NEKROMANTIK 2 (1991)

Jörg Buttgereit donne une suite à son premier long-métrage choc en s’intéressant aux tourments d’une jeune femme nécrophile en quête d’amour…

NEKROMANTIK 2

 

1991 – ALLEMAGNE

 

Réalisé par Jörg Buttgereit

 

Avec Monika M., Mark Reeder, Simone Spörl, Beatrice Manowski, Wolfgang Müller, Lena Braun, Käthe Kruse, Florian Koerner von Gustorf, Eddi Zacharias

 

THEMA MORT

C’est dans une Allemagne encore secouée par la chute du mur de Berlin que Jörg Buttgereit décide de réaliser Nekromantik 2, la suite de son long-métrage sulfureux devenu culte après avoir eu maille à partir avec la censure locale. L’idée de ce second opus est née suite à la lecture du témoignage d’une véritable nécrophile dans les pages du livre « Apocalypse culture ». En découvrant à travers la confession de cette femme non pas un monstre mais une romantique désespérée, Buttgereit sait sous quel angle aborder Nekromantik 2. Au lieu de proposer aux amateurs du premier film une sorte de remake poussant plus loin les excès érotiques et horrifiques, le cinéaste préfère raconter cette suite comme une sorte d’histoire d’amour triste ponctuée d’images gore. Toujours tourné dans des conditions précaires et indépendantes, loin de l’industrie cinématographique officielle, Nekromantik 2 troque le format super 8 de son prédécesseur contre une pellicule 16 mm. La patine reste celle d’un film amateur à l’image délavée, aux mouvements de caméra accidentés, au montage approximatif et à la musique synthétique primitive. Le rythme lui-même est volontairement lent, à l’image des déplacements de cet escargot que le réalisateur filme en gros plan à mi-parcours de son métrage.

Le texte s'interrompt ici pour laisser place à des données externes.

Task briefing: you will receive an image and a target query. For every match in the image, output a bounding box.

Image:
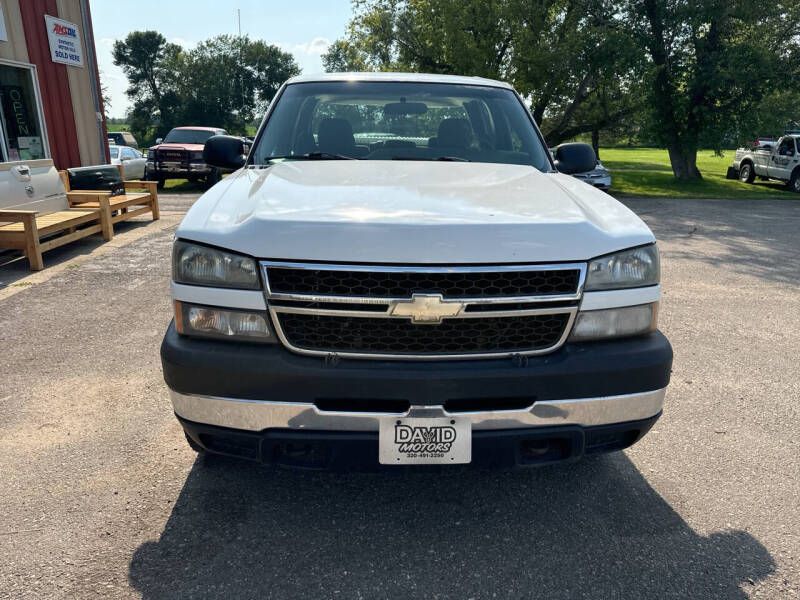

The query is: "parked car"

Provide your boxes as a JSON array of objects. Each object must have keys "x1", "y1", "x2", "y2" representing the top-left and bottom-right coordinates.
[
  {"x1": 726, "y1": 133, "x2": 800, "y2": 194},
  {"x1": 146, "y1": 127, "x2": 228, "y2": 187},
  {"x1": 108, "y1": 131, "x2": 139, "y2": 150},
  {"x1": 108, "y1": 146, "x2": 147, "y2": 180},
  {"x1": 161, "y1": 73, "x2": 672, "y2": 468}
]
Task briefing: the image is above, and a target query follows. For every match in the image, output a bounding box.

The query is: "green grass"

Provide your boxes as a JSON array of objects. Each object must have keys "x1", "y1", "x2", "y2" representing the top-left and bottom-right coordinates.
[{"x1": 600, "y1": 148, "x2": 800, "y2": 200}]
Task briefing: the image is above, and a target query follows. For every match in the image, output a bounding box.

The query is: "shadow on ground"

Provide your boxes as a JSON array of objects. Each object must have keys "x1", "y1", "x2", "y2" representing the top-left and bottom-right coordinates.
[{"x1": 129, "y1": 454, "x2": 775, "y2": 600}]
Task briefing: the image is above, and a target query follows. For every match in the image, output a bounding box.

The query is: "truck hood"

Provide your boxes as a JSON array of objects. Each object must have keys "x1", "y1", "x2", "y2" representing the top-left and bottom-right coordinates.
[{"x1": 176, "y1": 160, "x2": 654, "y2": 264}]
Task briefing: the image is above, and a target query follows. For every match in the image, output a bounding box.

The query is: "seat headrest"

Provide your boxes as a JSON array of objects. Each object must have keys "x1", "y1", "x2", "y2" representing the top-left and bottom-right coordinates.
[
  {"x1": 317, "y1": 119, "x2": 356, "y2": 153},
  {"x1": 436, "y1": 119, "x2": 472, "y2": 148}
]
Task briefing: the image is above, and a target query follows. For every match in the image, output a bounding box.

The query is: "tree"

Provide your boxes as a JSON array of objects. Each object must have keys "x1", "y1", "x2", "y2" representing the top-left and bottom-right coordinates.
[
  {"x1": 113, "y1": 31, "x2": 183, "y2": 139},
  {"x1": 114, "y1": 31, "x2": 300, "y2": 140},
  {"x1": 627, "y1": 0, "x2": 800, "y2": 179},
  {"x1": 179, "y1": 35, "x2": 300, "y2": 134},
  {"x1": 323, "y1": 0, "x2": 643, "y2": 145}
]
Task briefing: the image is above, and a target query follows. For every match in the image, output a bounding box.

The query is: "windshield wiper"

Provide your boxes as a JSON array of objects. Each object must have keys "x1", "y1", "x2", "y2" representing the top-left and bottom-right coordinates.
[
  {"x1": 392, "y1": 156, "x2": 472, "y2": 162},
  {"x1": 267, "y1": 152, "x2": 358, "y2": 161}
]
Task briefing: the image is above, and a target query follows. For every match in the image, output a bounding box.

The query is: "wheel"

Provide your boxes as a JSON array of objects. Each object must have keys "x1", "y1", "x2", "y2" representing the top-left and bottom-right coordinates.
[
  {"x1": 739, "y1": 163, "x2": 756, "y2": 183},
  {"x1": 789, "y1": 169, "x2": 800, "y2": 194},
  {"x1": 183, "y1": 431, "x2": 206, "y2": 454},
  {"x1": 206, "y1": 169, "x2": 222, "y2": 187}
]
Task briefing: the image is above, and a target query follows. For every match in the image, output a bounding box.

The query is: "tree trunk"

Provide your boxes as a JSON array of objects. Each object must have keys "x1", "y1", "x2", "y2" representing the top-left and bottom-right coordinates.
[{"x1": 667, "y1": 145, "x2": 703, "y2": 179}]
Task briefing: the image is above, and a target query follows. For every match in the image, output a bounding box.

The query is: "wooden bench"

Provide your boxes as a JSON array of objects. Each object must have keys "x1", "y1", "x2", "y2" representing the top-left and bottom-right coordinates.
[
  {"x1": 58, "y1": 165, "x2": 161, "y2": 223},
  {"x1": 0, "y1": 192, "x2": 114, "y2": 271}
]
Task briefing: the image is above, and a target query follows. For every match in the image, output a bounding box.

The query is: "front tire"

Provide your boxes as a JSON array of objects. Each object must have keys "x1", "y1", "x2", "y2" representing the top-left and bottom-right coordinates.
[
  {"x1": 788, "y1": 169, "x2": 800, "y2": 194},
  {"x1": 739, "y1": 163, "x2": 756, "y2": 183}
]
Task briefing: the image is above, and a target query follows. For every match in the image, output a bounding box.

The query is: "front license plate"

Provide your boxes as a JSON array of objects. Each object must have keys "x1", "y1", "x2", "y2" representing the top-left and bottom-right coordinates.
[{"x1": 378, "y1": 417, "x2": 472, "y2": 465}]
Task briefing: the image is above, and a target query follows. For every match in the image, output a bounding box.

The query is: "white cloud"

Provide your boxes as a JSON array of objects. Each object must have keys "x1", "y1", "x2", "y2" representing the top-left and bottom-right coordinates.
[
  {"x1": 275, "y1": 36, "x2": 331, "y2": 73},
  {"x1": 293, "y1": 37, "x2": 331, "y2": 56}
]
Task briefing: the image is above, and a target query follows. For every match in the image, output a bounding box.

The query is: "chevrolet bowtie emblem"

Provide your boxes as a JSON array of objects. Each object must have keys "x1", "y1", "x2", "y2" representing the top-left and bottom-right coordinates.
[{"x1": 389, "y1": 294, "x2": 464, "y2": 324}]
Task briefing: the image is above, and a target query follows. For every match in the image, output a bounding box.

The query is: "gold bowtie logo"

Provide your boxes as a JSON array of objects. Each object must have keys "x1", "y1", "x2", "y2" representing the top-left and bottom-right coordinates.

Le générique de début se déroule sur les images choc qui achevaient le premier Nekromantik, autrement dit un hara-kiri en pleine érection. Le corps du suicidé est aussitôt dérobé dans son cercueil par Monika (Monika M.) qui le ramène dans son appartement. Après avoir déballé le cadavre hors de son sac mortuaire, elle entreprend de le caresser et de l’embrasser, peu soucieuse de la matière gluante en décomposition qui le recouvre, et ne nous laissant pas de doute sur la suite de ses intentions. Dès qu’elle fait l’amour au macchabée, Jörg Buttgereit recours une nouvelle fois aux hideux effets de ralenti vidéo du film précédent, qui n’ont pas plus d’intérêt esthétique que dramatique. Mais au-delà de l’effet répulsif recherché, cette séquence présente une nouveauté qui justifie la démarche du cinéaste : Monika n’est pas du tout satisfaite par cette séance de nécrophilie. Dégoûtée, elle se réfugie même dans les toilettes. Incapable d’être satisfaite sexuellement par ce fantasme morbide, elle tente alors de mener une vie amoureuse normale auprès d’un jeune homme qu’elle a rencontré au cinéma, le sympathique Mark (Mark Reeder), dont le métier n’est pas banal pour autant : il est doubleur de films pornographiques !

La mort dans la peau

Dès lors, le film s’attarde sur des saynètes en caméra libre décrivant la romance naïve (à la fête foraine, au parc, au zoo) qui s’installe entre Monika et Mark. Malgré le caractère candide de ces séquences, Monika n’a visiblement pas réglé tous ses comptes avec ses envies de cadavres. Lorsqu’elle fait ses adieux déchirants au corps qu’elle a dérobé, le découpant en morceaux dans sa baignoire tandis que la bande originale tente la reprise d’un prélude de Bach, c’est pour finalement décider de conserver sa tête coupée et ses parties génitales. Quand plus tard elle fera l’amour à Mark, le montage alternera furtivement des images du cadavre à la place de son petit ami dans le lit. On sent bien que cette histoire va s’achever dans un bain de sang… Mais avant ce climax extrêmement brutal, Buttgereit prouve qu’il a aussi beaucoup d’humour, concoctant une parodie d’un film d’auteur européen en noir et blanc que va voir notre couple au cinéma (dans lequel un homme et une femme nus avalent des dizaines d’œufs en discutant ornithologie) ou une sorte de vidéoclip sirupeux autour d’une chanson en français qui évoque la putréfaction. Plus encore que Nekromantik, Nekromantik 2 aura de sérieux problèmes avec la censure. Accusé de glorifier la violence, le film est saisi par la police de Berlin en juin 1991 et Buttgereit mis au pilori. Il faudra attendre l’intervention d’un éminent expert en cinéma, prouvant la démarche artistique du réalisateur, pour que cette confiscation prenne fin. Entretemps, le film aura gagné ses galons d’œuvre culte auprès d’une communauté de fans irréductibles.